Der Kläger steht seit dem 01.01.1969 in einem Arbeitsverhältnis zu der Beklagten und ist derzeit als Zivilkraftfahrer beim Mobilitätscenter (MC) B beschäftigt. Der Kläger hat am 11.06.2004 das 60. Lebensjahr vollendet. Seit dem 01.01.2003 übt er seine Tätigkeit als Kraftfahrer bei der S GmbH im MC B aus. Die Beklagte hat ihr Rechtsverhältnis zur S GmbH durch einen Personalgestellungsvertrag geregelt (Bl. 37 ff. d. A.). Danach verpflichtet sich die Beklagte, Personal zur Tätigkeit bei der S GmbH zur Verfügung zu stellen und weiterhin die Personalkosten zu tragen. Die Beklagte hat sich verpflichtet, der S GmbH die Arbeitskraft eines gestellten Beschäftigten nicht durch Vereinbarung von Altersteilzeit zu entziehen ohne zuvor das Einverständnis der S GmbH eingeholt zu haben. Gemäß § 6 des Gestellungsvertrages ist die Beklagte berechtigt Personal aus dem Gestellungsverhältnis zurückzurufen. Aus der Gestellung ausgeschiedenes Personal wird durch die Beklagte nicht ersetzt.
Durch Erlass vom 16.03.2005 hat die Beklagte klargestellt, dass ein Anspruch auf Altersteilzeit nach dem TV ATZ grundsätzlich dann ausgeschlossen sein soll, wenn bei gestellten Arbeitnehmern der Arbeitsplatz bei Eintritt in die Freistellungsphase nachbesetzt werden muss.

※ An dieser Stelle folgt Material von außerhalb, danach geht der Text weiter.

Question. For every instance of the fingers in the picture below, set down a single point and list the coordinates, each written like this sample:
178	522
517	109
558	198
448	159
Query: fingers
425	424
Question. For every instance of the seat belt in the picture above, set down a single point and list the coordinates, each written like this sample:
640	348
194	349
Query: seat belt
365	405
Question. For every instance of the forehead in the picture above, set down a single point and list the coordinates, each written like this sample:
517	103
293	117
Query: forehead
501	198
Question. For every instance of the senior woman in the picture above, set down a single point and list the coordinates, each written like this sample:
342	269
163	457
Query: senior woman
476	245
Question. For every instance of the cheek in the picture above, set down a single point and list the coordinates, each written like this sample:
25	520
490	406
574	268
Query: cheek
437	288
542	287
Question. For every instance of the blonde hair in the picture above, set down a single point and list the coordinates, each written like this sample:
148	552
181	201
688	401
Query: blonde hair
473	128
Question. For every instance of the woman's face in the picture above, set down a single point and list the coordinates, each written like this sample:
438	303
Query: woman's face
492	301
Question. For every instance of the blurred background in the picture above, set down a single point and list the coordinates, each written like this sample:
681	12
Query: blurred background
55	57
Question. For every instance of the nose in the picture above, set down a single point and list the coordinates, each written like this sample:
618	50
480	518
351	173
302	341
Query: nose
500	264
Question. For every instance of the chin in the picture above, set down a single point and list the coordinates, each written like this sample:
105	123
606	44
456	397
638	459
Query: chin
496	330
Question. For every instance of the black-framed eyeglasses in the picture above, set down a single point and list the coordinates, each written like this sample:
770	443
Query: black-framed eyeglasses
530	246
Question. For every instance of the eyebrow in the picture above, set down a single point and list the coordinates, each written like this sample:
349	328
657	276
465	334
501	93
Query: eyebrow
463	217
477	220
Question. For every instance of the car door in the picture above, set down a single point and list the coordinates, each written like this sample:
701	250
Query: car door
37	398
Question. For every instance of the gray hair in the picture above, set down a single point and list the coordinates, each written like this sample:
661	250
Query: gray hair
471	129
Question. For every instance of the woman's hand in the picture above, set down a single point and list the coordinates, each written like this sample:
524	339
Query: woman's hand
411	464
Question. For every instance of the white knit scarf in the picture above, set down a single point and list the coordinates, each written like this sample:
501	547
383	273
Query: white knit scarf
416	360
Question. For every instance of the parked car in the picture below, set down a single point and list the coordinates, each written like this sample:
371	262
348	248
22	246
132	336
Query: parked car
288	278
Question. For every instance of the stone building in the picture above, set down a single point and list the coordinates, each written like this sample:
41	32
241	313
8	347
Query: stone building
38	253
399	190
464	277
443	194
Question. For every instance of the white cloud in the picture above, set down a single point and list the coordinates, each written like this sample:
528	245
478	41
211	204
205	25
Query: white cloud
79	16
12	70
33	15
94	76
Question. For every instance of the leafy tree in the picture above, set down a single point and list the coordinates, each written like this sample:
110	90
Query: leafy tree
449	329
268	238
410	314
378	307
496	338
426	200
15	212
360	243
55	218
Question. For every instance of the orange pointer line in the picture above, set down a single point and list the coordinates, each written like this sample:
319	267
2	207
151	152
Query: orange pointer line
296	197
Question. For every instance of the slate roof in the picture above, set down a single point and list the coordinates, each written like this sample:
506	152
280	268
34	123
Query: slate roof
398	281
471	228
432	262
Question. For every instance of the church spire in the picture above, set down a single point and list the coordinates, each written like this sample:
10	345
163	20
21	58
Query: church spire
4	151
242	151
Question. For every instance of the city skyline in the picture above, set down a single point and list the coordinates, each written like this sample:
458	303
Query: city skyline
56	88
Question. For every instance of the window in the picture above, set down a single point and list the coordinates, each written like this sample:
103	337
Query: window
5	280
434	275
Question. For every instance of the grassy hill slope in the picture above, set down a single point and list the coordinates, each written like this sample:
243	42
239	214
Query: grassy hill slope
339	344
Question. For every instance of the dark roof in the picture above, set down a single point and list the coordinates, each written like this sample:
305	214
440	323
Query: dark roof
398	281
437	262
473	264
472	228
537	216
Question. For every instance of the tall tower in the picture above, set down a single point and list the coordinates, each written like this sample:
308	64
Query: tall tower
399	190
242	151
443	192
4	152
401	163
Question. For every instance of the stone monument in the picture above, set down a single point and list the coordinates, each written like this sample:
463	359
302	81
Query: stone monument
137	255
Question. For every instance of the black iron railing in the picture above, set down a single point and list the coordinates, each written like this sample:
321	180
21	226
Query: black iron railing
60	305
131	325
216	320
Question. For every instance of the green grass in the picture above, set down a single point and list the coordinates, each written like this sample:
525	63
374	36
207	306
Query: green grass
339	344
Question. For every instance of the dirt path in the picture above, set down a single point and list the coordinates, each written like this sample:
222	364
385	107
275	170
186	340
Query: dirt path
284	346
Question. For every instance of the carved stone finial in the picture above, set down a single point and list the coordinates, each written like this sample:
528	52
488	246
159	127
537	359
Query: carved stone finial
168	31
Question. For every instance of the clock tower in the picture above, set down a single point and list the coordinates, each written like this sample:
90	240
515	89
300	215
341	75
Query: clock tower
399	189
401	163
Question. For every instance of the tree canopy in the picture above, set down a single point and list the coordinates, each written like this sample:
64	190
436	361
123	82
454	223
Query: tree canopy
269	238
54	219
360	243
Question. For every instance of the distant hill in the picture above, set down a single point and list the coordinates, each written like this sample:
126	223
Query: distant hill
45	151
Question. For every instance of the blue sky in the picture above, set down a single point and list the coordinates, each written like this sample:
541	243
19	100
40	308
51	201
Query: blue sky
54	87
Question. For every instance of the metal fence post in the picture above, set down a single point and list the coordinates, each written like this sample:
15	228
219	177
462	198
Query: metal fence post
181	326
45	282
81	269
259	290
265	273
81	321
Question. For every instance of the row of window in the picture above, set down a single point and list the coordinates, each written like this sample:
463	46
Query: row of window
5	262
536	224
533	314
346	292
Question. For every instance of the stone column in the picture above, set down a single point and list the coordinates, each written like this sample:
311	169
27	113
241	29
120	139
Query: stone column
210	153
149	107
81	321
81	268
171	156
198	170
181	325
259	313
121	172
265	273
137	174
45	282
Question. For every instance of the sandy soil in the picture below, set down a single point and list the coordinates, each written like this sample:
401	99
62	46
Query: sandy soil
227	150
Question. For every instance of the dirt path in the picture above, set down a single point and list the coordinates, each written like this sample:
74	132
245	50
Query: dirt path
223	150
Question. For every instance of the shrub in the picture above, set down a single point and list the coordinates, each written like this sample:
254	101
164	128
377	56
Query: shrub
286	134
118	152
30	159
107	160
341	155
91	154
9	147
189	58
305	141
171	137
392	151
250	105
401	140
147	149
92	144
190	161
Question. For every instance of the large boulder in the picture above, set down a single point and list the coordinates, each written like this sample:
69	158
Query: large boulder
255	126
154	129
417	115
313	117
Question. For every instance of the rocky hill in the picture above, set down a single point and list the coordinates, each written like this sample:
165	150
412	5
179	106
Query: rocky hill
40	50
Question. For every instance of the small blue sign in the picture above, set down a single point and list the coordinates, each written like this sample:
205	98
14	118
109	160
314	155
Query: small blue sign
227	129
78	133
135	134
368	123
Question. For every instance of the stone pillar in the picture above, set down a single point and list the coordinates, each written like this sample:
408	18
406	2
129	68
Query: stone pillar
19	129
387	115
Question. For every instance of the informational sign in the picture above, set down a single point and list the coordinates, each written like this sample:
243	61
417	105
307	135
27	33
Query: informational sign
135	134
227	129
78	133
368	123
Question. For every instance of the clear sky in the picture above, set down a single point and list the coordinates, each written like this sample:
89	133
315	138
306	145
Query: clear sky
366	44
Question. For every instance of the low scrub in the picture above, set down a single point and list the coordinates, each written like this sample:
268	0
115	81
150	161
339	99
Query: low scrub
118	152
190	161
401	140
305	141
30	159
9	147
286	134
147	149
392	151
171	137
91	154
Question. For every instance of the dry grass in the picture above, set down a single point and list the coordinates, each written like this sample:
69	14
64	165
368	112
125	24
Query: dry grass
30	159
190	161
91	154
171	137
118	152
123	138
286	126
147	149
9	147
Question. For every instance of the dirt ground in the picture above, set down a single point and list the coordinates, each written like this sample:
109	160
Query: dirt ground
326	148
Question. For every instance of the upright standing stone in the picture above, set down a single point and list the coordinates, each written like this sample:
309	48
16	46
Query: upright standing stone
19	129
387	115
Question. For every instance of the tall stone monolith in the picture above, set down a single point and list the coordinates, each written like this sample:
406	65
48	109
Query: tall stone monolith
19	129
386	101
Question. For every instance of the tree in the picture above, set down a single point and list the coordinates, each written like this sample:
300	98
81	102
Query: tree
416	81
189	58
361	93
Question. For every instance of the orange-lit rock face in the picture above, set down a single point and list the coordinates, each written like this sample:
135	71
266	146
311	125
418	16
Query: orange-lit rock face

Mit Schreiben vom 16.08.2005 hat der Kläger den Abschluss eines Altersteilzeitvertrages mit Blockbildung begehrt. Er hat die Arbeitsphase vom 01.01.2006 bis 30.09.2007 und die Freistellungsphase vom 01.10.2007 bis 30.06.2009 gewünscht. Die Beklagte hat unter dem 19.09.2005 das Begehren abgelehnt mit der Begründung, der Dienstposten des Kraftfahrers werde dringend benötigt. Sie hat im Verfahren weiter dazu vorgetragen, die S GmbH habe den Wegfall des Arbeitsplatzes für die Zeit nach Eintritt in die Freistellungsphase nicht bestätigt. Es sei der S GmbH unmöglich; Ersatzkräfte einzustellen, auch Überhangpersonal stehe nicht zur Verfügung. Auf den Arbeitsplatz des Klägers könnten nur solche Arbeitnehmer versetzt werden, die bereits vor der Versetzung dieselbe Vergütungsgruppe wie der Kläger erreicht hätten, da mit der Personalgestellung keine Beförderung verbunden sein dürfe. Trotz der abzubauenden 45.000 zivilen Dienstposten bei der Bundeswehr habe keine Dienststelle Überhangpersonal gemeldet. Da ein Einstellungsstopp gegeben sei, könne der Arbeitsplatz in der Freistellungsphase auch nicht durch neu eingestelltes Personal besetzt werden.
Der Kläger hat beantragt,
die Beklagte zu verurteilen, mit ihm einen Altersteilzeitarbeitsvertrag gemäß dem Altersteilzeitgesetz und dem TV ATZ nach dem sogenannten Blockmodell mit einer Laufzeit vom 01.12.2005 hilfsweise zum nächstmöglichen Zeitpunkt bis zum 30.06.2009 abzuschließen und ihn für die zweite Hälfte des Altersteilzeitarbeitsverhältnisses von der Arbeit freizustellen.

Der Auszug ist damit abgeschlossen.